Aha. I’ve been waiting for this book — although technically I don’t really need it. You do.
Beating the likes of Random House and Little Brown and their ilk to the punch, Hippocampus Press just gathered under one set of covers the three volumes of biography Harold Billings wrote covering the life of M. P. Shiel — pal of Arthur Machen, influence on H. P. Lovecraft, mystery, horror, science fiction and adventure writer, and when he was going for it one of the most baroque stylists you’re ever likely to run across.
I got the original releases in their limited first editions and reviewed them, doing my part to nudge along the Shiel Cult. I was lured into it by my pals Steve Eng and John D. Squires, and keep a hand in to this day.
The first two volumes — Early Years and Middle Years — covered Shiel’s origins and emerging literary life in great detail. And as I say in review, who would have thought that one of the most famous British science fiction writers of his era — alongside figures such as H. G. Wells — would have been raised as a black kid in the Caribbean? His Irish and African roots led to a parlor game at Machen’s parties in Gray’s Inn in London, where the guests would try to guess Shiel’s ambiguous racial origins.
The book that would have been Final Years didn’t get the same depth of detail, appearing instead as the truncated An Ossuary for M. P. Shiel. Done as a deluxe small hardback in Bucharest in a run of some 85 copies, when I did my review I worked off a Word doc Billings sent along — the first edition had sold out before I heard it existed.

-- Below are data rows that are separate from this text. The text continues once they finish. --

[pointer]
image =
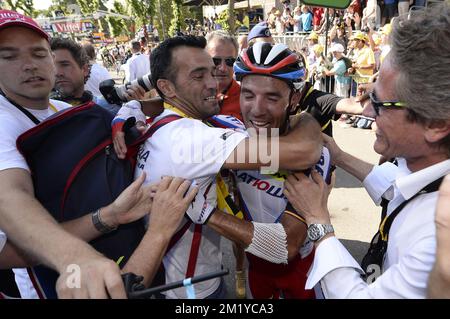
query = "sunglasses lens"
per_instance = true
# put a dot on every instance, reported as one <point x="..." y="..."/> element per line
<point x="229" y="62"/>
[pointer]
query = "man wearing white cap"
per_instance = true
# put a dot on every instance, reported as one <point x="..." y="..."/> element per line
<point x="339" y="70"/>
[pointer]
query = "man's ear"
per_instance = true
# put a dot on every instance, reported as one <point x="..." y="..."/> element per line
<point x="85" y="69"/>
<point x="437" y="130"/>
<point x="166" y="87"/>
<point x="295" y="99"/>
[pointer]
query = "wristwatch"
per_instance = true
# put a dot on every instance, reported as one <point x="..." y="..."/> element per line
<point x="318" y="231"/>
<point x="100" y="225"/>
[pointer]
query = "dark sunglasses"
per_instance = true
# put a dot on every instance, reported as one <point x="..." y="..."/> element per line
<point x="228" y="61"/>
<point x="384" y="104"/>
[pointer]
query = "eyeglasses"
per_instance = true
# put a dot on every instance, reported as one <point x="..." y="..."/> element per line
<point x="228" y="61"/>
<point x="384" y="104"/>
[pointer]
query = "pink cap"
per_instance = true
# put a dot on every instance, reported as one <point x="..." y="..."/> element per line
<point x="10" y="18"/>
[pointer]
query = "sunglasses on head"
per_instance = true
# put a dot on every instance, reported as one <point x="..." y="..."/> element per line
<point x="228" y="61"/>
<point x="377" y="105"/>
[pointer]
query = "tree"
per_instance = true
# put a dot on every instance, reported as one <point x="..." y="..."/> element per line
<point x="231" y="17"/>
<point x="88" y="7"/>
<point x="143" y="10"/>
<point x="118" y="26"/>
<point x="175" y="23"/>
<point x="25" y="6"/>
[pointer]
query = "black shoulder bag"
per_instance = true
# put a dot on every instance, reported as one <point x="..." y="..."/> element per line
<point x="378" y="245"/>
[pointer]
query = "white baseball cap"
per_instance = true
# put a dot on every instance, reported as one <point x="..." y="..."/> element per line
<point x="337" y="47"/>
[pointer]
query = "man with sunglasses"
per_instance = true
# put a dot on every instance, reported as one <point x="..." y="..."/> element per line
<point x="410" y="103"/>
<point x="223" y="49"/>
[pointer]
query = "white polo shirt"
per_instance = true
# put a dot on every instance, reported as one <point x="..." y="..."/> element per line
<point x="190" y="149"/>
<point x="411" y="245"/>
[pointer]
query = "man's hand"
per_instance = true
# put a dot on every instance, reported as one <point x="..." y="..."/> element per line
<point x="128" y="110"/>
<point x="99" y="278"/>
<point x="132" y="204"/>
<point x="170" y="202"/>
<point x="134" y="92"/>
<point x="308" y="196"/>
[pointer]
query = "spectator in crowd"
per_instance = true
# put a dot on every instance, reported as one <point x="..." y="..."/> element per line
<point x="384" y="45"/>
<point x="242" y="42"/>
<point x="439" y="282"/>
<point x="259" y="32"/>
<point x="369" y="18"/>
<point x="97" y="73"/>
<point x="27" y="82"/>
<point x="339" y="70"/>
<point x="317" y="17"/>
<point x="307" y="19"/>
<point x="155" y="34"/>
<point x="297" y="19"/>
<point x="364" y="61"/>
<point x="279" y="23"/>
<point x="138" y="65"/>
<point x="288" y="21"/>
<point x="389" y="11"/>
<point x="403" y="251"/>
<point x="223" y="49"/>
<point x="352" y="16"/>
<point x="72" y="69"/>
<point x="271" y="19"/>
<point x="403" y="7"/>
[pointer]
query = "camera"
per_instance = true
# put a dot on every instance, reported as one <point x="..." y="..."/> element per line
<point x="116" y="94"/>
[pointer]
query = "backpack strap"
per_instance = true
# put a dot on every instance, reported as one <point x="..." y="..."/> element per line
<point x="22" y="109"/>
<point x="378" y="245"/>
<point x="155" y="126"/>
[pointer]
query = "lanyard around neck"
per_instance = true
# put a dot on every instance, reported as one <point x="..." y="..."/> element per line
<point x="175" y="109"/>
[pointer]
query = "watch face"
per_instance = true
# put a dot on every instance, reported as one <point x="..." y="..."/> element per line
<point x="314" y="232"/>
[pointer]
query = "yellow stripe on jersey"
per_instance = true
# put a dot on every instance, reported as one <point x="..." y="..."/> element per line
<point x="225" y="201"/>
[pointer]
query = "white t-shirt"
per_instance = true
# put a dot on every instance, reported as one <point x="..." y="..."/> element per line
<point x="190" y="149"/>
<point x="12" y="124"/>
<point x="263" y="198"/>
<point x="98" y="74"/>
<point x="137" y="66"/>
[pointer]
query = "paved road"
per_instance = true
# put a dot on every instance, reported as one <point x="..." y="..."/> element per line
<point x="353" y="214"/>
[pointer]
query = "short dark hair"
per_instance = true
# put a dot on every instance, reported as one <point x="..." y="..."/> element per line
<point x="75" y="49"/>
<point x="161" y="57"/>
<point x="90" y="50"/>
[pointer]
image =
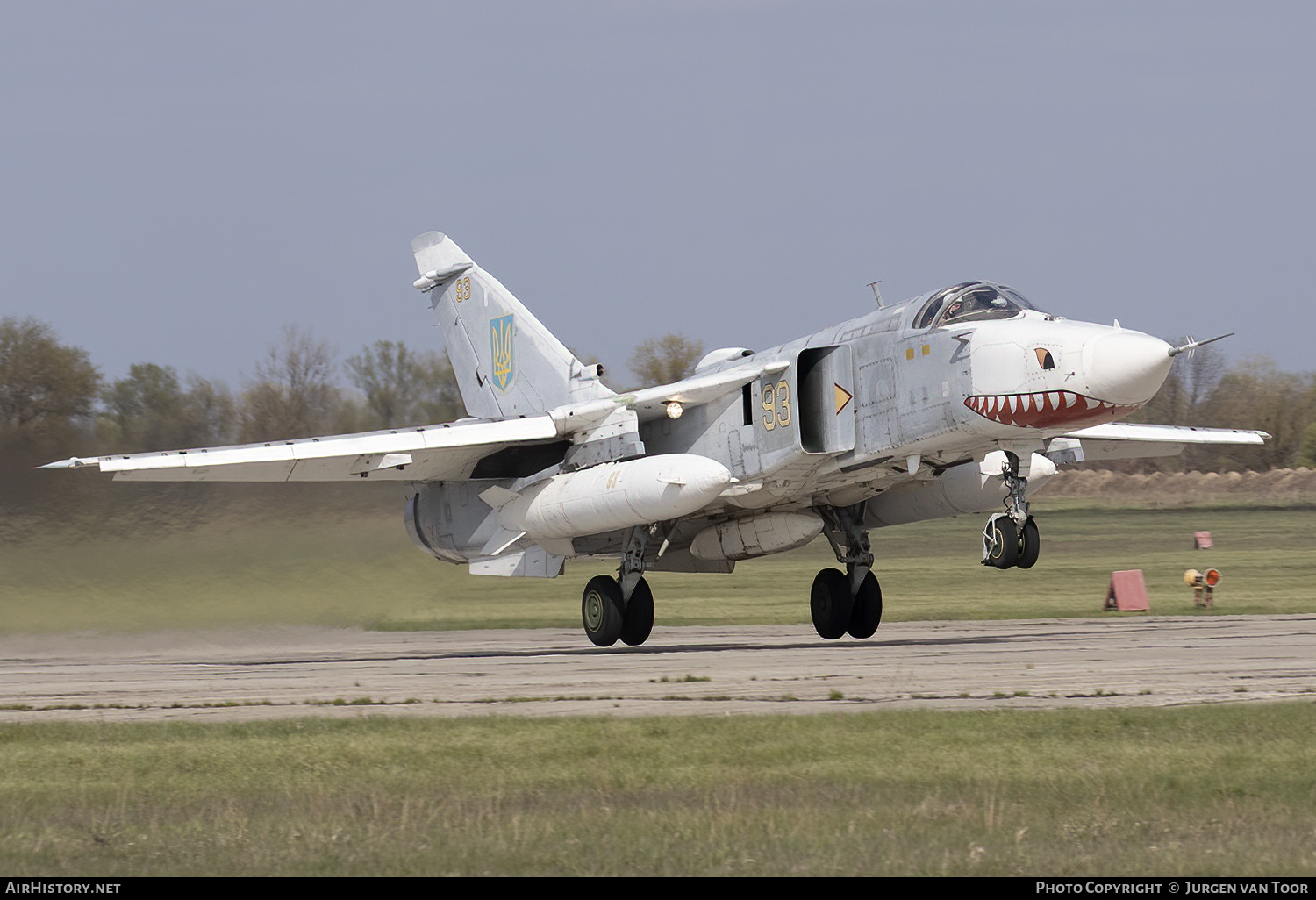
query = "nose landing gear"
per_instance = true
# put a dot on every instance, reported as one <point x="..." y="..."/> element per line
<point x="1011" y="537"/>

Now you can grab all three in a solid trade paperback — or eBook — and if you have any interest in Shiel, obviously the Billings bio is essential. If you are working in the vicinity of Lovecraft criticism or the history of early science fiction, more valuable additions to your reference collection. And Billings wasn’t boring — the 500 pages in one volume do clip along.
Looks as if the price will hover around $30. Pretty much the usual these days. But to put it into perspective for the hesitant, a lot cheaper and easier than sucking around trying to round up the first editions. The late Scott Connors noticed my review of Ossuary on June 2, 2016. Lucky for me, Scott was undergoing one of the occasional financial slumps that shadowed him around and asked if I wanted to buy his copy to help him out. On August 15, 2016 I handed over $200 for copy 45 of 85. Happy to do it, but a couple of bills makes $30 seem like a steal, right?
This omnibus contains all the material — including the many photos — from the original trilogy, plus a few useful extras such as a list of Shiel’s books — and a list of known periodical appearances “Compiled by John D. Squires.” The late great JDS, a Shiel fanatic for many years, also gets major play in a footnote or two.
A footnote to M. P. Shiel — JDS would have loved it.